Since mobility has really only recently become more prevalent within the fleet industry, some fleet professionals may still be a little unclear on the role it’s expected to play within the coming years as well as the similarities and differences between the types of mobility fleets. Lucky for you, Donlen has the details you need. So sit back, relax, and allow us to break it down for you:
Ride hailing is probably the most well-known type of mobility solution for fleets. The most recognizable instances of this are companies like Uber or Lyft, which allow customers to use an app to “hail” vehicle to get them from point A to point B. It’s become extremely popular in recent years.
“In its strictest form, car sharing is a kind of car-to-go where you can sign up for their service (or vehicle) for a given amount of time,” said Donlen’s vp, mobility business development, John Korte. Essentially, customers can rent a vehicle for anywhere from a few hours to a few days and return it when they’re finished. This is where ride hailing can actually intertwine with car sharing as Donlen has been seeing an increasingly significant number of drivers who will short-term rent a vehicle specifically to drive for Uber or Lyft.
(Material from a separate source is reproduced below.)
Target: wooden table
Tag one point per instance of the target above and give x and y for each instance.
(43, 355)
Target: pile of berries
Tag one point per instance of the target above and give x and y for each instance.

If you’re looking to drive a vehicle for a longer period of time, then subscription service is the way to go. Manufacturers like Ford, GM, Porsche, and Mercedes will typically offer vehicles from 3 months to 1 year for a monthly payment based on the vehicle. As long as the driver makes that monthly payment on time, the vehicle is considered theirs for the time being.
“In a way, ride hailing, car sharing and subscription service all occupy the same sort of shared mobility space as Uber and Lyft drivers will often sign up for a subscription with a certain company and then use that vehicle to drive the same way they would with car sharing,” said Korte.
Outside of the shared mobility space, there are two more categories of mobility fleets, one of them being autonomous fleets. These would be companies that are involved in autonomous vehicle development and testing. The goal here is to eventually fill a fleet with fully operational and safe autonomous vehicles.
The third and final area that we define as mobility is fleets that are in the business of last mile delivery. This would be a company or large retailer that deliver goods to the doorstep of someone who purchased an item through the retailer’s website.
The landscape of the fleet industry is constantly shifting and undergoing changes, but mobility is here to stay. Knowing about and understanding mobility fleets as well as the impact they can have on your fleet or business will be crucial to your success now and in the future.